19. yüzyıl Osmanlı’nın değişim ve yenilikçi yüz yılı. Askeri ve idaredeki yenilikler sanata ve mimariye de yansıyor. Bu batılılaşma hareketiyle birlikte İstanbul’a batıcı bir yaşam tarzı da geliyor. Birinci Mimari Ulusal Akım dediğimiz Türk Ulusçuluğu Batıcılığa karşı bir tepki olarak gelişiyor. Bu karşı tavır o dönem yapılarına da yansıyor. Bu akım 1900’lü yılların başından başlayıp 30’lara kadar devam ediyor. Akımın öncüleri de Fransa’da eğitim almış olan mimar Ahmed Kemaleddin ve Mehmet Vedat Tek’tir. Türk mimarisindeki geniş saçak anlayışı ile basık sivri kemerli pencereler ile Turkuaz ve Lacivertlerin oluşturduğu çini desenli panolar, bina cephelerinde yerini alıyor. Vedat Tek’in 1908 yılında büyük postanenin arakasında yaptığı Hobyar Mescidi güzel örneklerden biri. 18 yüzyıla ait İzmir’deki Konak Camisi onun biçimsel form olarak benzeri olduğu karşılaştırılınca görülebiliyor. Sirkeci Eminönü bölgesinde Batılılaşma ile ulusçuluk örneklerini görüyoruz. Halen Vakıf Hanlar ile Kemalettin Bey’in yaptığı Liman han gibi yapıları görme şansımız var.

AYDIN NESLİMİZİ KAYBETTİK

Cumhuriyet, Anadolu süsleme öğelerini neden sonraki yapılarda kullanmadı?

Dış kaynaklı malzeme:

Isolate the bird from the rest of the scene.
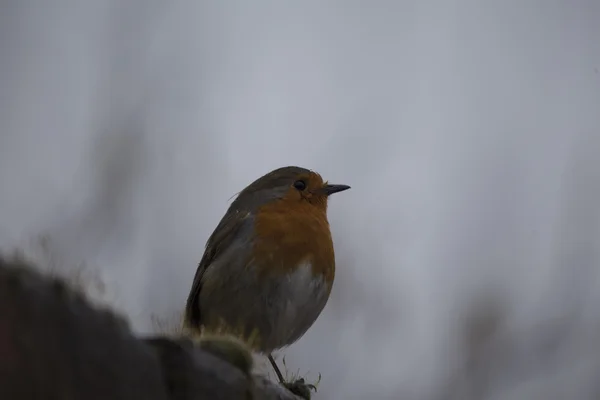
[184,166,350,394]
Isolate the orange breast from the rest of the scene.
[254,201,335,282]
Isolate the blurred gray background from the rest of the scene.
[0,0,600,400]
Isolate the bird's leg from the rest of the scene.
[267,354,317,400]
[268,354,285,384]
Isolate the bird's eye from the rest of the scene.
[294,181,306,191]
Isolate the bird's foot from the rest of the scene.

Maalesef Kurtuluş savaşında doktor, mimar gibi hepsi aydın neslimizi kaybettik. Mesela Mekteb-i Tıbbiye-i Şahane’den ve Galatasaray Lisesi’nden mezun verilemiyor. O dönem ülkemiz yetişmiş insan kesintisine uğruyor. İkinci Dünya Savaşı sırasında özellikle Almanya’dan önce Atatürk sonra İsmet İnönü’nün davet ettiği mimarlar, şehir plancıları ülkemize geliyor. Bugün teknik üniversitenin kuruluşunda ilk nüvelerini oluşturan hocaların çoğu bu bilim insanlarıdır. Onlar İstanbul’un şehir planlarında hem de mimarisinde çok etkili oluyorlar. Bugün modern mimari diyeceğimiz o akımı ki, bizde o akımlardan yetiştik. Şahsen bana sorarsanız bundan çok rahatsızım ama olmuş işte.